How large are your matrices? Most ALGLIB algorithms are optimized for moderate/large data, when allocation penalty is not that high when compared with data processing cost. I suppose that you call ALGLIB functions many times for very small amounts of data. Is it right?
I agree that efficient algorithm should use dynamic allocations as infrequently as possible. Algorithms which were implemented within several last years (optimizers) cache as much as possible. But some old algorithms (linear algebra, for example) still do not store dynamically allocated arrays between calls.
However, it has only moderate influence on their performance. I've made experiments with rmatrixsvd() - it achieves quite good speedup with 4 threads on even small matrices:
Code:
MATRIX SIZE SPEEDUP
512 3.89
64 3.88
32 3.69
16 2.94
All timings were done on my Intel Core2 with 4 cores and 4 worker threads. You may see that speedup decreases for small matrices (due to dynamic allocation penalty), but even with N=32 calls to rmatrixsvd() have moderate dynamic allocations overhead. So I suppose that either you've tried to work with very small matrices (below N=32), or performance deterioration you''ve seen has other reasons.

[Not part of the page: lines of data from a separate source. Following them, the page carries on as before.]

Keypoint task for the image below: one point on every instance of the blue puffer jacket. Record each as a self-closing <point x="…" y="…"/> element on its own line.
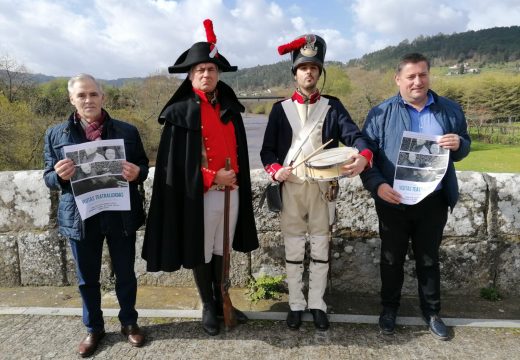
<point x="70" y="133"/>
<point x="385" y="124"/>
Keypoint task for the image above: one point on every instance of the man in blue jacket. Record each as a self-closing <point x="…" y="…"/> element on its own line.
<point x="88" y="123"/>
<point x="416" y="108"/>
<point x="296" y="128"/>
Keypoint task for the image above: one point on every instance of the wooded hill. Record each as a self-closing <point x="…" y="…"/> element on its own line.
<point x="495" y="45"/>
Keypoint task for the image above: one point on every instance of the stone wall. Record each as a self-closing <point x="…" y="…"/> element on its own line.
<point x="481" y="245"/>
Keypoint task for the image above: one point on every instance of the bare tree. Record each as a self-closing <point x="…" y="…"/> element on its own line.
<point x="13" y="77"/>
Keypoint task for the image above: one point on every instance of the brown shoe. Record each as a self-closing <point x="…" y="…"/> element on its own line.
<point x="134" y="335"/>
<point x="89" y="344"/>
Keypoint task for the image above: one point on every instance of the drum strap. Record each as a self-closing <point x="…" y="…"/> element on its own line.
<point x="301" y="135"/>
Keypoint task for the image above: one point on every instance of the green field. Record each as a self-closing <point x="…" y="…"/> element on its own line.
<point x="491" y="158"/>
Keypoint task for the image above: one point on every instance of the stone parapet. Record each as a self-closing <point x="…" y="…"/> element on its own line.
<point x="481" y="244"/>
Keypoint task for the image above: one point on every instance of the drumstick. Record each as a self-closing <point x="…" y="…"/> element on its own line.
<point x="312" y="154"/>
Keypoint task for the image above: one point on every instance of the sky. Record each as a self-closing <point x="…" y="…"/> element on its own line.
<point x="135" y="38"/>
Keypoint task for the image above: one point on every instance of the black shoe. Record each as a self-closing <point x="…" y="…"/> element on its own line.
<point x="210" y="323"/>
<point x="321" y="322"/>
<point x="437" y="327"/>
<point x="90" y="343"/>
<point x="294" y="319"/>
<point x="387" y="322"/>
<point x="240" y="316"/>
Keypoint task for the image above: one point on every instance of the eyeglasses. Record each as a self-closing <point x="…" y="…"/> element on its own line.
<point x="202" y="70"/>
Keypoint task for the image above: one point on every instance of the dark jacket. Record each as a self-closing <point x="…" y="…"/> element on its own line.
<point x="71" y="133"/>
<point x="174" y="234"/>
<point x="385" y="124"/>
<point x="338" y="125"/>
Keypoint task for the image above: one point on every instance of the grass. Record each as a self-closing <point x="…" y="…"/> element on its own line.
<point x="493" y="158"/>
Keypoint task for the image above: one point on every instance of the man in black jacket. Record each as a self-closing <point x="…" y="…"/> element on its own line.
<point x="202" y="128"/>
<point x="88" y="123"/>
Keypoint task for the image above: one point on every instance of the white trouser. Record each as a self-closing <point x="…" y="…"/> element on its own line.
<point x="318" y="269"/>
<point x="305" y="213"/>
<point x="214" y="222"/>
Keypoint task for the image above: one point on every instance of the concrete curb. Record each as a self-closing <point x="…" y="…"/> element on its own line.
<point x="257" y="315"/>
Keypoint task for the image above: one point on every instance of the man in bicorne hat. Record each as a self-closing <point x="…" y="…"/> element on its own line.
<point x="202" y="128"/>
<point x="298" y="126"/>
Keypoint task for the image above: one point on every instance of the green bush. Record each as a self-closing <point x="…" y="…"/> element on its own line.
<point x="266" y="287"/>
<point x="490" y="293"/>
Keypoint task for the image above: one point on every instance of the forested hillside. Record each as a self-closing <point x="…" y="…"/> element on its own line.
<point x="30" y="103"/>
<point x="495" y="45"/>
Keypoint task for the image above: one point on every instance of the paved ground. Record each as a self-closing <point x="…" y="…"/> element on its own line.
<point x="31" y="329"/>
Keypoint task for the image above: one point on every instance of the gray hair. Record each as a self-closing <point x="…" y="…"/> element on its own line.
<point x="412" y="58"/>
<point x="82" y="77"/>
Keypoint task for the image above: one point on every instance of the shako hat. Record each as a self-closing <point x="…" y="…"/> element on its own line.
<point x="308" y="48"/>
<point x="202" y="52"/>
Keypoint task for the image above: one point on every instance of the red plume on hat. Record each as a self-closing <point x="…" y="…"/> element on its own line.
<point x="212" y="38"/>
<point x="210" y="34"/>
<point x="293" y="45"/>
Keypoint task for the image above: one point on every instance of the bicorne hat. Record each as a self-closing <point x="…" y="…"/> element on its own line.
<point x="308" y="48"/>
<point x="202" y="52"/>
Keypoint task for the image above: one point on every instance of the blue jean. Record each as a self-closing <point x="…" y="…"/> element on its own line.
<point x="423" y="224"/>
<point x="87" y="255"/>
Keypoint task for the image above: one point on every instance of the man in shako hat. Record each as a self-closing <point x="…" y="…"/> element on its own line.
<point x="298" y="126"/>
<point x="202" y="127"/>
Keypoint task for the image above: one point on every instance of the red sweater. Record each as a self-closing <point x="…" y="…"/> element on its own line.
<point x="218" y="139"/>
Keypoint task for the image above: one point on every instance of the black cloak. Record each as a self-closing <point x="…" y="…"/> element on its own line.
<point x="174" y="235"/>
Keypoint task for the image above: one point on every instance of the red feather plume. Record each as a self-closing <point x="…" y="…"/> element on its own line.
<point x="210" y="35"/>
<point x="293" y="45"/>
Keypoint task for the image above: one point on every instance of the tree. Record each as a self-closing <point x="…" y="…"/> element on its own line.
<point x="13" y="77"/>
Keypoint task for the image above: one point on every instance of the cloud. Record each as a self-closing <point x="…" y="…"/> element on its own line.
<point x="408" y="18"/>
<point x="116" y="38"/>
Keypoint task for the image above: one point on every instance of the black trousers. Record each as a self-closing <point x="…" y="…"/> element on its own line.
<point x="423" y="224"/>
<point x="87" y="255"/>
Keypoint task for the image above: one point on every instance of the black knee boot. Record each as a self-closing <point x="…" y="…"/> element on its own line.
<point x="217" y="263"/>
<point x="204" y="280"/>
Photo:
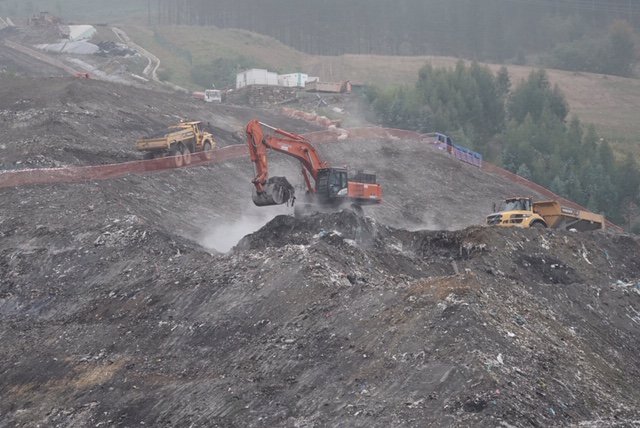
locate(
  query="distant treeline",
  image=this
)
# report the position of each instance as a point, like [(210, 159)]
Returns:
[(525, 129), (495, 30)]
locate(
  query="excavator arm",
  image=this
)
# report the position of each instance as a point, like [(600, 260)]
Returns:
[(277, 190)]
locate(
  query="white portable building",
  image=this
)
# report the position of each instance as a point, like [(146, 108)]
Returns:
[(293, 80), (256, 76)]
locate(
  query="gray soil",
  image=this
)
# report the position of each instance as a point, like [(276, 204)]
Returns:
[(117, 310)]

Attachment contains source code which I've used to test. ALGLIB 3.3.0 was used.
In any case, you've opened interesting question, and I think that ability to store temporaries between calls to linear algebra functions (and some other functions too) will be added to one of the next ALGLIB releases (3.4.0 is almost ready, there is not so much time left before release, so it may wait for 3.5.0).